2. the issuance of convertible debentures having a term of three years, an annual interest rate of 5% and conversion rights into common shares of BSM at a per share conversion price of CDN$0.25 for the term of the debentures. For each dollar of debentures purchased, BSM will issue to such purchaser one warrant to purchase a common share of BSM at a price of CDN$0.30 per share for a term of two years. The debentures will have a first priority security interest in all of the assets and undertakings of Corcom.

The gross proceeds of the private placement will be used to satisfy the Closing Date cash consideration as well as for required working capital purposes.
The securities issued pursuant to the private placement will have a hold period of twelve months from the closing of the Corcom Transaction. Any common shares issued as Closing Date consideration to SkillJam as well as any shares issued on exercise of any common share purchase warrant will, in conjunction with any hold periods required by law, have an agreed lock-up period of twelve months from the closing of the Corcom Transaction.

The private placement is expected to close immediately following the receipt of Exchange approval of the Corcom Transaction.

As of the date hereof, BSM has 69,530,673 issued and outstanding common shares.
Completion of the transactions described herein is subject to a number of conditions, including Exchange approval. There can be no assurance that the transactions described herein will be completed as proposed or at all. Trading in the securities of Big Stick Media Corporation should be considered highly speculative.

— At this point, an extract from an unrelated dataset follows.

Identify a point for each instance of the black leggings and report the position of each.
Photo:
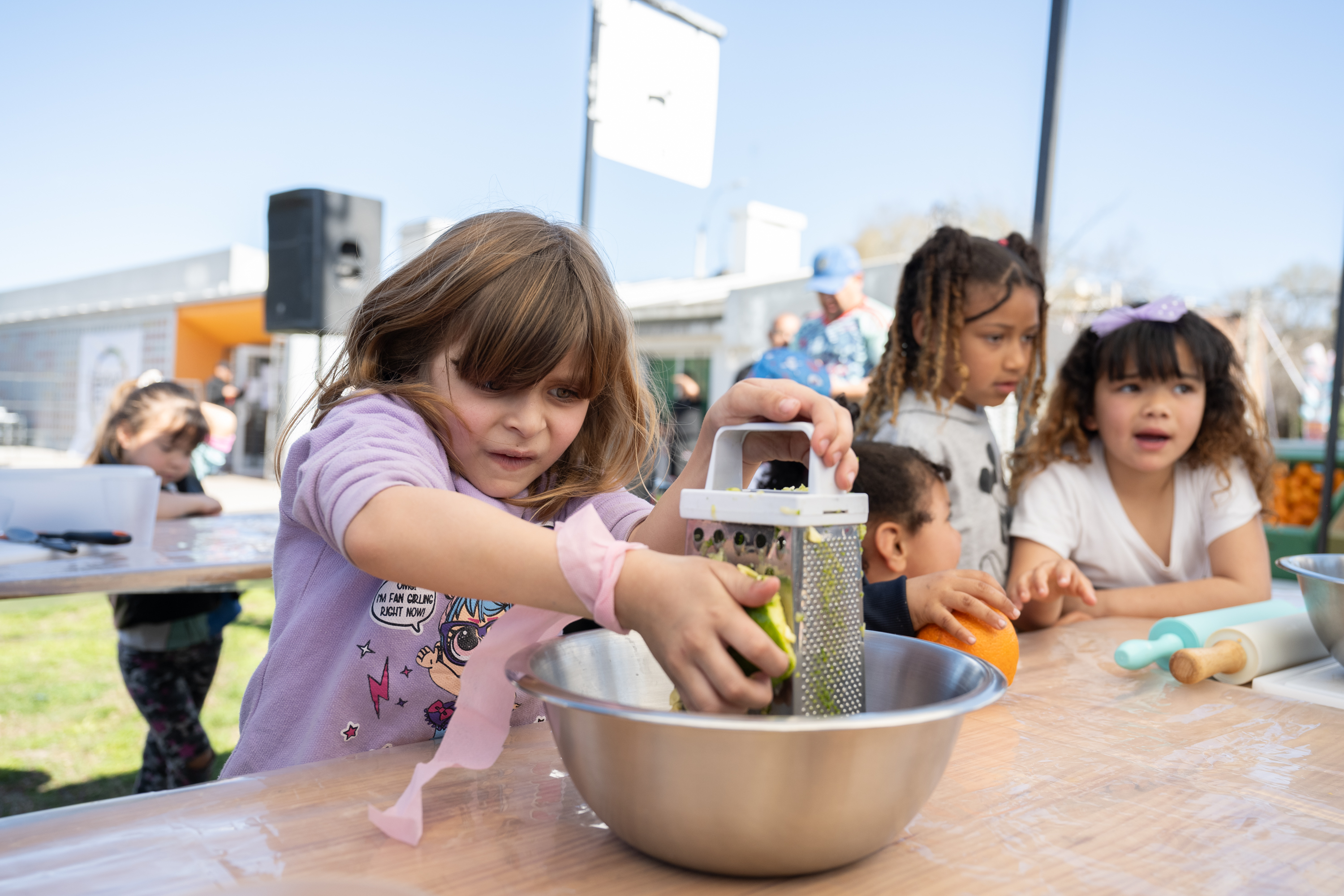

The Exchange has in no way passed upon the merits of the proposed transactions described herein and has neither approved nor disapproved the contents of this press release.

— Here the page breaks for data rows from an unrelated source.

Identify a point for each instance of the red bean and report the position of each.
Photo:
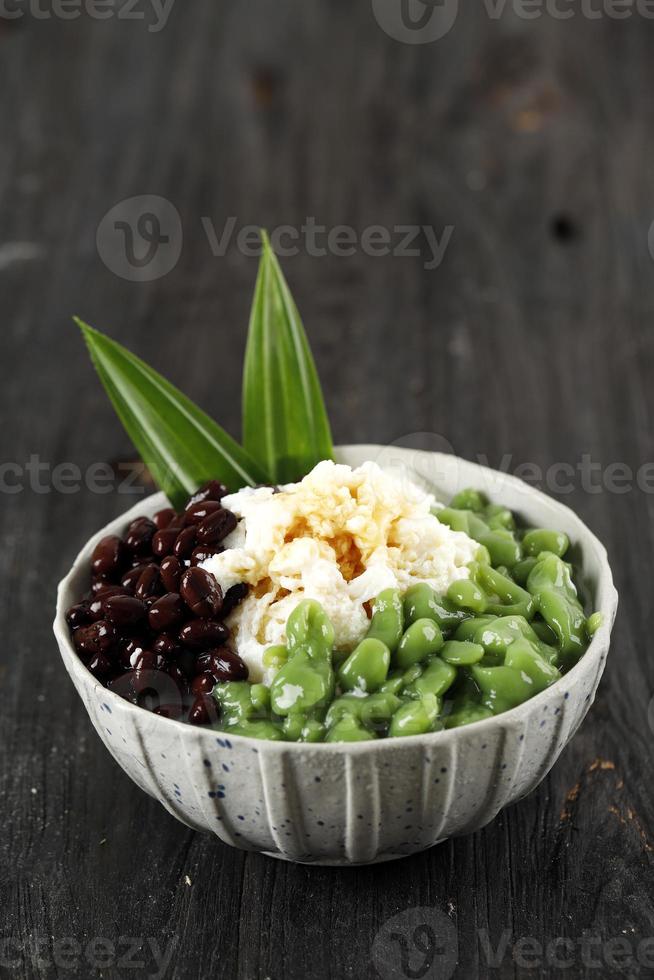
(171, 572)
(215, 527)
(167, 646)
(179, 677)
(163, 517)
(223, 665)
(185, 543)
(131, 577)
(139, 536)
(202, 553)
(95, 639)
(202, 634)
(196, 513)
(97, 603)
(166, 613)
(163, 542)
(203, 710)
(201, 592)
(149, 583)
(233, 598)
(147, 660)
(124, 610)
(203, 684)
(79, 615)
(109, 557)
(213, 490)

About Big Stick Media Corporation

Big Stick Media Corporation owns and operates a portfolio of assets that provide fact-based and opinion-oriented information relevant to the sports industry. These assets include websites, client-server software, publications and call centers. The Company generates revenues in a number of ways, including various direct to consumer services and direct to business sales through a portfolio of websites which includes,,, and Big Stick Media also operates Linetracker (, a state of the art, real-time sports information system for serious sports enthusiasts, handicappers and bettors. In addition, the Company operates various fantasy sports contests catering to all the sports enthusiasts through its fantasy sports website

Cautionary Statement

This press release may contain certain forward-looking statements with respect to the Corporation. These forward-looking statements, by their nature, involve risks and uncertainties that could cause actual results to differ materially from those contemplated. We consider the assumptions on which these forward-looking statements are based to be reasonable, but caution the reader that these assumptions regarding future events, many of which are beyond our control, may ultimately prove to be incorrect. There can be no assurance that such statements will prove to be accurate and actual results and future events could differ materially from those anticipated in such statements. Important factors that could cause actual results to differ materially from Big Stick Media Corporation's expectations are various risks detailed from time to time in the filings made by Big Stick Media Corporation with securities regulations.

The TSX Venture Exchange has not reviewed, and does not accept responsibility for the adequacy and accuracy of this release.